Gemidos agudos tomavam o Mirante da Lapa, praça na zona oeste de São Paulo. Eram 21h30 de sábado (2). Aposentadas caminhavam no local. "Começou, meu Deus!", gritou Dolores Arruda, 67. Na sequência, o grupo acelerou em direção à saída.

O epicentro dos sons estava próximo. Abrigados por um jacarandá, quatro homens e duas mulheres praticavam atos sexuais, enquanto outras pessoas observavam a cena.

Aquele endereço faz parte da rota paulistana do "dogging", termo em inglês para definir o hábito de sexo ao ar livre. Parques, ruas e avenidas completam o itinerário.

A maioria dos frequentadores é gay. A parcela heterossexual, porém, é barulhenta e adepta dos holofotes propiciados pelas lâmpadas.

Pista para caminhada no Mirante da Lapa, localizado na zona oeste de São Paulo - Ronny Santos/Folhapress

Odacy Oliveira, 49, treina no mirante todas as noites. O espaço beira sua casa. Enquanto se exercita, subindo em cordas que instalou nas árvores, tem uma vista privilegiada da movimentação. "É lindo. Aqui as pessoas soltam suas feras. São livres", diz.

Há, porém, um inconveniente para o atleta, as embalagens de preservativos que forram o piso e acabam grudando nos calçados.
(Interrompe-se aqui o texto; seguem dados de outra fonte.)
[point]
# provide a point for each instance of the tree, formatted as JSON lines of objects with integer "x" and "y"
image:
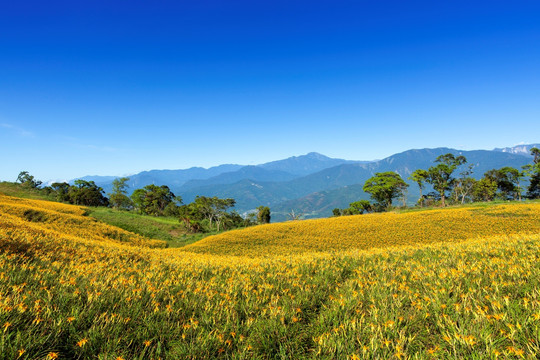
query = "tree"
{"x": 420, "y": 177}
{"x": 440, "y": 175}
{"x": 293, "y": 215}
{"x": 533, "y": 170}
{"x": 207, "y": 214}
{"x": 484, "y": 189}
{"x": 263, "y": 215}
{"x": 463, "y": 185}
{"x": 87, "y": 193}
{"x": 357, "y": 208}
{"x": 118, "y": 198}
{"x": 61, "y": 191}
{"x": 154, "y": 200}
{"x": 536, "y": 153}
{"x": 28, "y": 180}
{"x": 508, "y": 182}
{"x": 384, "y": 187}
Um rapaz de 27 anos comenta que pelo menos as pessoas se protegem. Ele não quis explicar o motivo de estar na praça. Um amigo, carioca a passeio na capital paulista, o acompanhava. A dupla logo desapareceu nas sombras. Horas depois, surgiram suados e sem camisa.

Guerra à pegação

Quem mora no entorno do Mirante da Lapa, que fica na rua Cerro Corá, reclama há muitos anos do uso da praça para sexo. Todo mês denúncias são encaminhadas à Prefeitura de São Paulo.

Segundo o artigo 233 do Código Penal, praticar sexo em local público é crime de menor potencial ofensivo. A pena prevista vai de três meses a um ano de reclusão ou multa.
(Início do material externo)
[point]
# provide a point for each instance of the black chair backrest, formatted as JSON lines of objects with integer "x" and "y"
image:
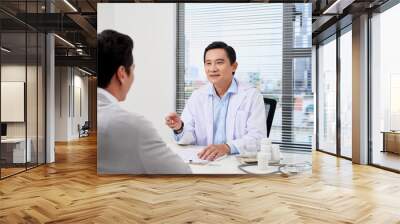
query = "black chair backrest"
{"x": 270, "y": 106}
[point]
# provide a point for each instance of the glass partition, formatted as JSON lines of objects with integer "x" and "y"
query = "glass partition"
{"x": 327, "y": 96}
{"x": 385, "y": 89}
{"x": 14, "y": 154}
{"x": 22, "y": 64}
{"x": 346, "y": 94}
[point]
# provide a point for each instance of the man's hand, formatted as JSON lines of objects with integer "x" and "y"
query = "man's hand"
{"x": 173, "y": 121}
{"x": 212, "y": 152}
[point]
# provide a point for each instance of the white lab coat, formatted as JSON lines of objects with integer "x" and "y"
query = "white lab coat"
{"x": 128, "y": 144}
{"x": 245, "y": 121}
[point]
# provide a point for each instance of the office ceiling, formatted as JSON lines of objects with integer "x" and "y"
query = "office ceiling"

As autuações, afirma a SSP (Secretaria da Segurança Pública), podem ser efetuadas somente em flagrante. Vídeos em redes sociais, portanto, não valem como provas —mesmo que compartilhados aos montes e presentes em plataformas pornográficas.

Uma das produções, datada de julho deste ano, mostra um carro. Nele estão duas mulheres, com uma fila de homens em frente. As cenas de sexo duram cerca de meia hora.
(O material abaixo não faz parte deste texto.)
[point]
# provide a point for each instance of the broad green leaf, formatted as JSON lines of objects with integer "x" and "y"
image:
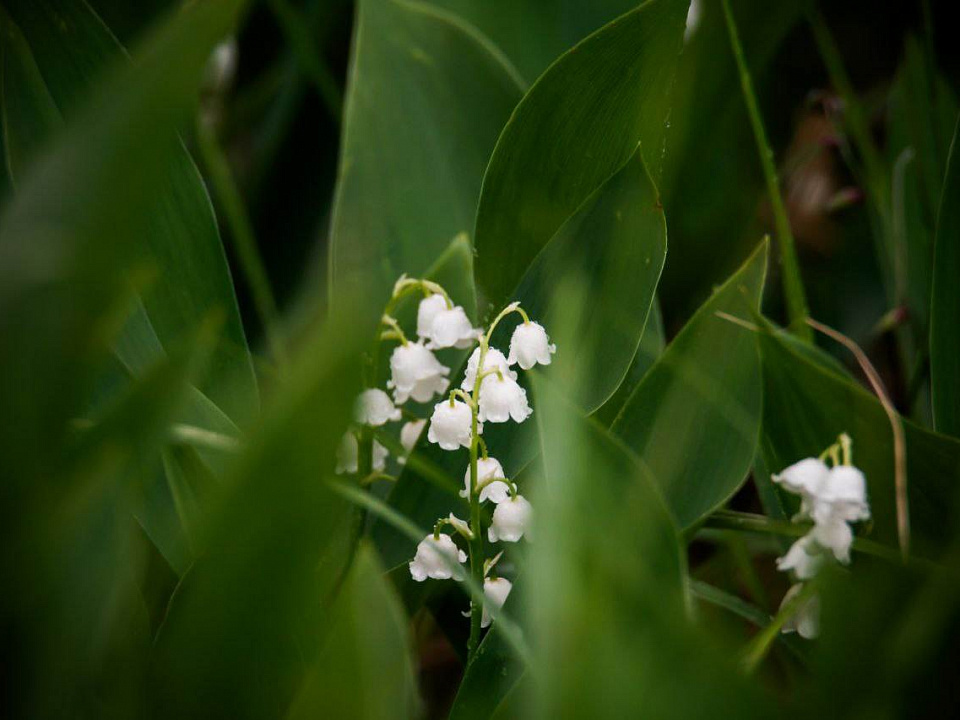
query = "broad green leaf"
{"x": 945, "y": 304}
{"x": 806, "y": 406}
{"x": 74, "y": 51}
{"x": 427, "y": 98}
{"x": 30, "y": 115}
{"x": 606, "y": 588}
{"x": 614, "y": 247}
{"x": 247, "y": 620}
{"x": 533, "y": 33}
{"x": 694, "y": 419}
{"x": 366, "y": 670}
{"x": 577, "y": 125}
Na ocasião, gritos eram ouvidos claramente a mais de 80 metros de distância, afirmam moradores da região.

Sites, pôsteres e até uma apresentação em PowerPoint foram criados para registrar as objeções. Famílias já deixaram os quarteirões mais próximos do mirante, outras também cogitam sair. Placas de venda não faltam.

O caminho do Paraíso

A 7 km da praça, outro endereço refugia adeptos do "dogging": a rua Curitiba, no Paraíso, zona sul da cidade. Lá, cônjuges dividem espaço com michês e seus clientes. O movimento começa por volta da meia-noite.

Existem dois pontos principais para os atos sexuais. O primeiro fica atrás do Círculo Militar. O segundo, mais disputado, ao final da via.

Organização impera. Na calçada, só ficam trabalhadores. Quando passa algum motorista interessado, ele abre a porta e a pessoa entra no veículo.

Próximo dali, há uma alternativa: o parque Ibirapuera. Indivíduos buscam possíveis parceiros por toda a sua extensão. Segundo um visitante assíduo, basta ficar atento aos sinais, como uma piscadela ou um assobio.

A Urbia, concessionária que administra o parque, disse à Folha que cabe à GCM (Guarda Civil Metropolitana) garantir a segurança do público. Afirmou também que, desde o início da concessão, implantou câmeras de monitoramento para coibir a prática.

Rua Curitiba, no Paraíso, zona sul de São Paulo - Ronny Santos/Folhapress

Já na zona leste, uma trilha faz as vezes de motel naturalista. Ela está encravada no Parque Ecológico do Tietê —gerido pelo governo do estado—, próxima à estação Engenheiro Goulart da CPTM (Companhia Paulista de Trens Metropolitanos).

A Secretaria de Meio Ambiente, Infraestrutura e Logística afirmou não haver registro de reclamações ou flagrantes naquelas dependências. Disse, entretanto, atuar com equipes de vigilância e que, caso identificada qualquer atividade irregular, os envolvidos devem partir.

Em outra ponta da capital, em Santo Amaro, o local de sexo ao ar livre é em uma das entradas para a ciclovia às margens do rio Pinheiros. Na altura da estação de trem que leva o nome do distrito, há um ponto que atrai jovens universitários em busca do "dogging".

O local é administrado pela SPTrans, que disse desconhecer esse tipo de prática.

Tudo que é proibido sempre excitou muita gente, afirma o sexólogo Jairo Bouer. Para ele, não há problema em expressar seus fetiches e buscar rápida satisfação em comunidade. Violência e preconceito, no entanto, são perigos reais.

"Pode ocorrer ataque a indivíduo de qualquer orientação sexual, mas a comunidade LGBT+, ativamente praticante do 'dogging', é sempre a mais estigmatizada", diz ele. "O moralismo é um obstáculo social."